&8 Art Salon
2019, self-organized group exhibition with 6 invited artists and artists' talk
GlogauAIR Art Residency, Berlin
&8 Art Salon was founded in 2019 by artist Eight Fang; an accessible platform for exhibitions, performances, and panel talks where creation, representation, collision, connection, collaboration, and interrogation coalesce. Our mission is to foster interdisciplinary exchange, -to bring together and represent emerging artists.
The collectives, to be presented by &8 Art Salon, comprise artists of all ages, from varying backgrounds and artistic practices. The investigation of diverse spaces and the development of collaboration between artists is encouraged and promoted through bi-monthly salons.
&8 Art community is an extensive yet ever-expanding platform; we host monthly meetings to provide artists with an intimate environment that fosters and facilitates personal networking in a professional setting.
ASSEMBLED [IM]POTENCY
The premiere &8 Art Salon:
“Assembled Impotency” – curated by Eight Fang
With works from the first collective: Dora Tarasidou, Eva Gentner, Tzu Ting Wang, Meltem Nil, Jussi S., Torben Jost, and Moritz Zeisner. Panel talk leads by moderator Tillmann Severin.
The seven artists invited to exhibit at &8 Art Salon share a common interest in historical narratives. Using various mediums, -installation, video, performance and sound, -the authenticity and accuracy of history, especially the relationship between narrative and narrator there within, is interrogated. The collective is invited to explore how time and spatial-specific histories shape human behavior.
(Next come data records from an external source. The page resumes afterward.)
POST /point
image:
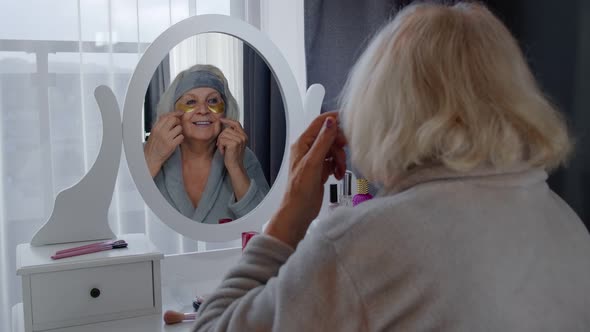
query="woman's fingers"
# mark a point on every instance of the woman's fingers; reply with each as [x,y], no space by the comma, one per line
[178,139]
[323,141]
[234,125]
[175,131]
[231,123]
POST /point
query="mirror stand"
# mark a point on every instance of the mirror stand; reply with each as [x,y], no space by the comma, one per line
[80,213]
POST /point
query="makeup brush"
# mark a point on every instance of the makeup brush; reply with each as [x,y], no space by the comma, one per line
[173,317]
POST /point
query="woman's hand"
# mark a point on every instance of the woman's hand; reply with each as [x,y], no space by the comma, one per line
[165,136]
[318,153]
[231,142]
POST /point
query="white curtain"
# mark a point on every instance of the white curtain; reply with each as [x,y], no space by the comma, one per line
[52,56]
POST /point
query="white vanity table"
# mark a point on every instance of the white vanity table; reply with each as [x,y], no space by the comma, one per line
[183,277]
[139,284]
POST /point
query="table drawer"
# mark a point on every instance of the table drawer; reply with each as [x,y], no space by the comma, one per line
[87,295]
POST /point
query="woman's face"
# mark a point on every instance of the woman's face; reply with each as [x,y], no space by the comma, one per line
[200,123]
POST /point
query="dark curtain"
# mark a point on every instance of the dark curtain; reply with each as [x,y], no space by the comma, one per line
[264,114]
[156,88]
[554,35]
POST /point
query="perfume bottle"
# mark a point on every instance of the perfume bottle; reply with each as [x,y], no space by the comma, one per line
[362,192]
[346,198]
[333,197]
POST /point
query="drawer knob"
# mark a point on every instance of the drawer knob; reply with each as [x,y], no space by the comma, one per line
[95,292]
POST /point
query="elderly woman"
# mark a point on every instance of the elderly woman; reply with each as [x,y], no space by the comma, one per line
[197,150]
[442,111]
The title “Assembled [Im]potency” draws on several sources. In 1940, Wilhelm Stekel referred to the term impotence as a curse to man; a disorder, - the incapacity to have sexual intercourse, -associated with modern civilization.
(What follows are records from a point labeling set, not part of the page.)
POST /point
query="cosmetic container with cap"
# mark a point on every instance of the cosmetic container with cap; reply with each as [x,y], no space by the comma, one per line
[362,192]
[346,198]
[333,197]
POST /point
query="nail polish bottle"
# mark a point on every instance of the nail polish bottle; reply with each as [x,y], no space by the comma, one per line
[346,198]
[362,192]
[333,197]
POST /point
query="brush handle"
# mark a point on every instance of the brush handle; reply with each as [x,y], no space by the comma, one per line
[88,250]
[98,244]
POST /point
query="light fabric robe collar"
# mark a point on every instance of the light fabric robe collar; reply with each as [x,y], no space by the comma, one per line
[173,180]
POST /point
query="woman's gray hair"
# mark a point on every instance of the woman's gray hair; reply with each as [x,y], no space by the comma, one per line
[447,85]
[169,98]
Literally translated the word impotency means lack of power. In 1420 Thomas Hoccleve used it to mean ‘want of strength’ in his poem ‘De Regimine Principum.’ History meaning "inquiry, knowledge acquired by investigation"; it referred to the study of the past as it is described in written documents. Events occurring before written records are considered prehistory.
The surmounting collocation of artworks confronts the viewer, under the given spatial context, with a tensely pressing series of questions: how do we understand history? Should we rely on personal or collective historical interpretations? Or the introduction of fictional narratives to navigate our futures?